Shinzo Abe confirmou relatos de que irá renunciar ao cargo por questões de saúde e informação ajudou a derrubar o índice japonês Nikkei

Sergio Caldas, O Estado de S.Paulo

28 de agosto de 2020 | 07h00

As Bolsas da Ásia e do Pacífico fecharam sem direção única nesta sexta-feira, 28, à medida que o primeiro-ministro japonês, Shinzo Abe, anunciou que vai renunciar ao cargo - a informação derrubou o índice de Tóquio. Já Nova York se valorizarou um dia após o presidente do Federal Reserve (Fed, o banco central dos EUA), Jerome Powell, anunciar uma nova estratégia de política monetária.

Abe confirmou a renúncia ao cargo por questões de saúde, logo após boatos ecoarem no mercado. O premiê, que sofre de colite ulcerosa, disse que continuará no posto até um sucessor ser nomeado. "Minha saúde frágil não deveria guiar à decisões políticas equivocadas", disse. "Como eu não sou mais capaz de cumprir com as expectativas sobre o mandato do povo do Japão, eu decidi que não devo seguir na posição de primeiro-ministro. Então eu decidi me retirar."

Contudo, ganhos foram registrados nesta sexta após Powell confirmar na quinta-feira, 27, durante o simpósio de Jackson Hole, que o Fed vai passar a utilizar uma nova política baseada numa taxa de inflação média de 2%, em mais um esforço para ajudar a economia dos Estados Unidos a se recuperar do choque do novo coronavírus. A mudança sinaliza que as taxas de juros americanas deverão continuar próximas de zero por um longo período de tempo.

Bolsas da Ásia 

O japonês Nikkei encerrou os negócios em Tóquio em baixa de 1,41% após o discurso de Abe, mas em outros índices, os resultados foram positivos. Os chineses Xangai Composto Shenzhen Composto subiram 1,60% e 1,97% cada, enquanto o sul-coreano Kospi se valorizou 0,40% em Seul e o Hang Seng, que registrou alta de 0,56% em Hong Kong. Por outro lado, o Taiex recuou 0,53% em Taiwan, a 12.728,85 pontos.

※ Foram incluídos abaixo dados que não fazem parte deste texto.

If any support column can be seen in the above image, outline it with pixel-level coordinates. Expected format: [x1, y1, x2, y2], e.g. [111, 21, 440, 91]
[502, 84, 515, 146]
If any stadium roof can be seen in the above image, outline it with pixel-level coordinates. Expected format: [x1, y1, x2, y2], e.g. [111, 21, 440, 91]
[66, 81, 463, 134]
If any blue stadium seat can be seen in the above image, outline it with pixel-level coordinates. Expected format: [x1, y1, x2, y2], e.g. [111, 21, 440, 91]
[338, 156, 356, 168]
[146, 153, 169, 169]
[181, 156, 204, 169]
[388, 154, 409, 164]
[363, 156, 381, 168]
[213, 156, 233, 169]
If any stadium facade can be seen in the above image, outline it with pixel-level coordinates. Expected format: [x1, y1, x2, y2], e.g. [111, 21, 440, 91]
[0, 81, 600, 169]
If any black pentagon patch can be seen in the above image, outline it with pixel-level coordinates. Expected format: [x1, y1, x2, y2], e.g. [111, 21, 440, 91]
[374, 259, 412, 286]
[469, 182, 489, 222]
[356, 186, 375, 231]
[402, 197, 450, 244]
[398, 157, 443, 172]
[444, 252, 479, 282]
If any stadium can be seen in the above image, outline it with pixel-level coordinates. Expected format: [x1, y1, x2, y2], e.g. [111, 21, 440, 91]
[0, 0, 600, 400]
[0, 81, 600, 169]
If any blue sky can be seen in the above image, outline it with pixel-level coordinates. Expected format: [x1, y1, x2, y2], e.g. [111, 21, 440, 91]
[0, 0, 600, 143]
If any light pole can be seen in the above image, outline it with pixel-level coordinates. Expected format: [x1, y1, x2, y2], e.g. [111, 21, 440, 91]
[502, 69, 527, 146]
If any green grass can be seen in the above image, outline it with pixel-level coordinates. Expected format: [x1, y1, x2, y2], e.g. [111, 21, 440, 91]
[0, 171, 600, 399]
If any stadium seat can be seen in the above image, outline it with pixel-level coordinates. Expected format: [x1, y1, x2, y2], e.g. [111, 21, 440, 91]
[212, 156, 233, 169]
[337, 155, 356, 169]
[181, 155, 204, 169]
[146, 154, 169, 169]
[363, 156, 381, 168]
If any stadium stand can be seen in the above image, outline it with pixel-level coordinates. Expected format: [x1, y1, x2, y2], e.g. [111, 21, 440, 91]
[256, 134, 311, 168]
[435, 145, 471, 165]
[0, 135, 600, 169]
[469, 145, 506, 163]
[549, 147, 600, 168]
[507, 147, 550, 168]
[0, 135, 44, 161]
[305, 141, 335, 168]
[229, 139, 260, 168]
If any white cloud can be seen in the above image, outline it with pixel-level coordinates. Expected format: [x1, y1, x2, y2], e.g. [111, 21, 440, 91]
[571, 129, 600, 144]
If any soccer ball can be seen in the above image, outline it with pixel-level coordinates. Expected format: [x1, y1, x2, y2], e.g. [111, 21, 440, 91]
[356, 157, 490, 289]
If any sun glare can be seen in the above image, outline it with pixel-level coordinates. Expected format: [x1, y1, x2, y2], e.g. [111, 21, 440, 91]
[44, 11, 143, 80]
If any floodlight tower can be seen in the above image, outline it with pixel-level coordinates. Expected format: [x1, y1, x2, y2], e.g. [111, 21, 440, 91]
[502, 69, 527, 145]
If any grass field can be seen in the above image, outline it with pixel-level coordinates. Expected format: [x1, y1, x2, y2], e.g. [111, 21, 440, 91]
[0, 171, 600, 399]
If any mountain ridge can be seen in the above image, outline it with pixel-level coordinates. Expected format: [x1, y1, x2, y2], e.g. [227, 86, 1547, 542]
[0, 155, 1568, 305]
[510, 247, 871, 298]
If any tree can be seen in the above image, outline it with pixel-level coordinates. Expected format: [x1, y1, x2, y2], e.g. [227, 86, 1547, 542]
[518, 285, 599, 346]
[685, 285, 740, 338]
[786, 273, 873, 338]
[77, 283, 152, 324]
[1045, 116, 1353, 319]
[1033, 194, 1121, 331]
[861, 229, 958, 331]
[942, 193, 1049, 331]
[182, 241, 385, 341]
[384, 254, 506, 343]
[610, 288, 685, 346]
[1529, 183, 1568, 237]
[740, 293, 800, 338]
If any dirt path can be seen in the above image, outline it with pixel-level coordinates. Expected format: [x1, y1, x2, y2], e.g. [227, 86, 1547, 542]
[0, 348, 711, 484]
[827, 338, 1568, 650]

Na Oceania, a Bolsa australiana teve um pregão negativo, num momento em que a temporada local de balanços financeiros se aproxima do fim. O S&P/ASX 200 teve queda de 0,86% em Sydney.

Bolsas da Europa 

Já no velho continente, os resultados foram afetados por indicadores econômicos pouco favoráveis, como o recuo histórico de 13,8% do Produto Interno Bruto (PIB) da França no segundo trimestre. Além disso, o aumento de casos da covid-19 no Reino Unido também chamou a atenção por lá - com isso, o Stoxx 600 encerrou com baixa de 0,52%. A Bolsa de Londres recuou 0,61%, a de Paris cedeu 0,26% e a de Frankfurt caiu 0,48%. Já Milão e Lisboa cederam 0,03% e 0,65%. A única a subir foi Madri, que teve alta de 0,60%.

Bolsas de Nova York

Os mercados acionários de Nova York voltaram a registrar ganhos hoje, com os índices S&P 500 e o Nasdaq renovando máximas históricas de fechamento. O Dow Jones fechou em alta de 0,57%, em 28.653,87 pontos, o S&P 500 avançou 0,67%, a 3.508,01 pontos e o Nasdaq subiu 0,60%, para 11.695,63 pontos. Os índices tiveram ganho semanal de 2,59%, 3,26% e 5,98%. Hoje, ajudou o índice de sentimento do consumidor dos EUA, que avançou a 74,1 em agosto.

Petróleo 

Os contratos futuros de petróleo fecharam em direções opostas hoje, sem muito impulso, com investidores avaliando que os estragos temidos pelo furacão Laura na infraestrutura do setor no Golfo do México não se concretizaram. A Sucden Financial destacou em relatório que as refinarias da região já estavam em "modo recuperação", após a passagem de Laura. O furacão não causou tantos estragos quanto temido, o que pressionou os preços do barril.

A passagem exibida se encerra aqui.